Continuously learning memory layer for LLM applications: signals, stacks, decay, two-tier retrieval.
Project description
Street AI
Continuously learning memory layer for LLM applications. Your AI's memory grows forever. Your token bill doesn't.
Street AI sits between your application and the LLM API. It stores conversation as signals organized into stacks, decays old data automatically, and retrieves only what's relevant on each turn — so you send a tiny prompt instead of the full conversation history.
Status
Alpha (0.1.0). API will change. Pin a version if you depend on it.
Install
pip install streetai-memory
The PyPI name is streetai-memory; the import path is streetai:
from streetai import Memory, MemoryRegistry, Config
First use downloads a ~25MB embedding model (all-MiniLM-L6-v2) into a local cache.

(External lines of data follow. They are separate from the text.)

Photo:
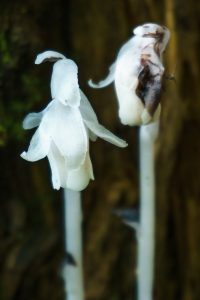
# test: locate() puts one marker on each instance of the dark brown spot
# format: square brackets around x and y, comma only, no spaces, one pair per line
[149,87]
[51,59]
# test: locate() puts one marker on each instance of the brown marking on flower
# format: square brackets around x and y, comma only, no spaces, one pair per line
[149,86]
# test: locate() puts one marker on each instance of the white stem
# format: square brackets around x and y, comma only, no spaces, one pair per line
[73,275]
[148,134]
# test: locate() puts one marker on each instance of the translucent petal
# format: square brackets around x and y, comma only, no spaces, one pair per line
[48,56]
[78,179]
[33,119]
[64,83]
[69,134]
[39,146]
[58,167]
[108,80]
[92,123]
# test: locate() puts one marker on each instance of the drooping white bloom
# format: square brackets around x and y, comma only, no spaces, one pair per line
[137,75]
[64,127]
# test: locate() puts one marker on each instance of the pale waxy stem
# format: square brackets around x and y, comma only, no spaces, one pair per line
[146,238]
[73,273]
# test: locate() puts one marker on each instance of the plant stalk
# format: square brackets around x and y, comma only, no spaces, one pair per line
[73,274]
[146,234]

To install with provider adapters:
pip install "streetai-memory[anthropic]" # Anthropic
pip install "streetai-memory[openai]" # OpenAI (also DeepSeek, Together, Groq)
pip install "streetai-memory[gemini]" # Google Gemini
pip install "streetai-memory[all]" # all of the above
Quickstart
from streetai import MemoryRegistry
registry = MemoryRegistry("./memory.db")
mem = registry.get("user_123")
mem.add_message("Hi, I'm planning a trip to Japan.", role="user")
mem.add_message("Great! Which cities?", role="assistant")
prompt = mem.build_prompt("What did I say about Japan?")
# prompt.messages -> list of {role, content} ready for any LLM API
# prompt.retrieved -> signals that were pulled in (pass to post_process)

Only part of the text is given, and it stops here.